A few tips for OP and others reading:

1) If you are western and it's your first time, avoid suppliers from the
Middle East and the Far East (Pakistan, India, China etc). The cultural
difference will be too big a mouthful.

Instead go with locations closer to home, i.e. Brazil/Chile for US, Eastern
Europe / Russia for EU.

2) Do not use bottom barrel suppliers. $10 suppliers, will deliver according
value. If they were better, they would charge more.

3) You need to know about local holidays.

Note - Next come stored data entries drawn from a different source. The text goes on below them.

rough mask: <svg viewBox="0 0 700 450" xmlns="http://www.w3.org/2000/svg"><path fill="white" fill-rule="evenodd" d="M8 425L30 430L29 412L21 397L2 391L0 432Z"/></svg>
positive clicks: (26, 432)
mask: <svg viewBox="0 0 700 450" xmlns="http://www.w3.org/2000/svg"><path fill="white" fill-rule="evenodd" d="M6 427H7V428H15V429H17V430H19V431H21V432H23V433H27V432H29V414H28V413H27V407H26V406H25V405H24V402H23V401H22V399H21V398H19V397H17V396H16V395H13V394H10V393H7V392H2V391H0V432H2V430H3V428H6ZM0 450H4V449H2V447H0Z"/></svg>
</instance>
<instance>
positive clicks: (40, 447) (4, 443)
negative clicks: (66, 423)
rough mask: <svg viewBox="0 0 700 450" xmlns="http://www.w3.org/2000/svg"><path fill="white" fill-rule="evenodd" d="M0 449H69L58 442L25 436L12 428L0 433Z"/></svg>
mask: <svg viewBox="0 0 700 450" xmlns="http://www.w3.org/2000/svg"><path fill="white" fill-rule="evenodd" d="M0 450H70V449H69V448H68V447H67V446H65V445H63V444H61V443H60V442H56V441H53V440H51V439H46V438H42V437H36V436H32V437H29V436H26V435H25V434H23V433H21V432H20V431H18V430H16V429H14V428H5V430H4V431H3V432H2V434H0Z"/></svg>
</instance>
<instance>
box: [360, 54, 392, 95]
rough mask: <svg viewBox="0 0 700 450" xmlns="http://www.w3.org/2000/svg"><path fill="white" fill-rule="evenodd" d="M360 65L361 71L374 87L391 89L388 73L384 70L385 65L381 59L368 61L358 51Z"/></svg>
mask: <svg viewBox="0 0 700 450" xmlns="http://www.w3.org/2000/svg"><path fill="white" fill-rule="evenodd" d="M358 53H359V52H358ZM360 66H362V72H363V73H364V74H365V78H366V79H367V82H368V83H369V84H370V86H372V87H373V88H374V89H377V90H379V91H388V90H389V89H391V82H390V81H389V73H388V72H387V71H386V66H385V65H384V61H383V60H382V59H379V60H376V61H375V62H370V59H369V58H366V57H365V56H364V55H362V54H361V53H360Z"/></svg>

Eid in Pakistan, the Chinese new
year in Far East, the orthodox christmas in Russia etc.

Good suppliers will inform you of these well in advance. $10 sweatshops will
send you the dreaded "Oh btw 14 days national holiday is starting now, thanks
bye".

4) Strongly consider time and material pricing model. Fixed-price is
appealing. But in usual custom projects, the estimation will statistically
speaking be way off. You'll then end up with scope / price negotiations and
bad relations.

You'll also be more likely to continue with a bad supplier because of loss
aversion i.e. "we've already paid 50% of the total project, let's just see it
through". This results in death march projects usually.

5) If you do not have an experienced outsourcing manager, the next best thing
is a supplier with strong project managers and experience in outsourcing. Find
a consultant or broker that can find you one such supplier.

------
sbarg
I had a pretty similar experience, albeit not quite as dramatic. Coordination
was difficult. The biggest surprise was them saying "We'll Skype every day",
but with their slow internet connection, that really meant Skype IM. Not going
to make this mistake again....

------
pteredactyl
Pakistan is in Northern Europe?

------
thisIsNotMikey
That storyboard is epic.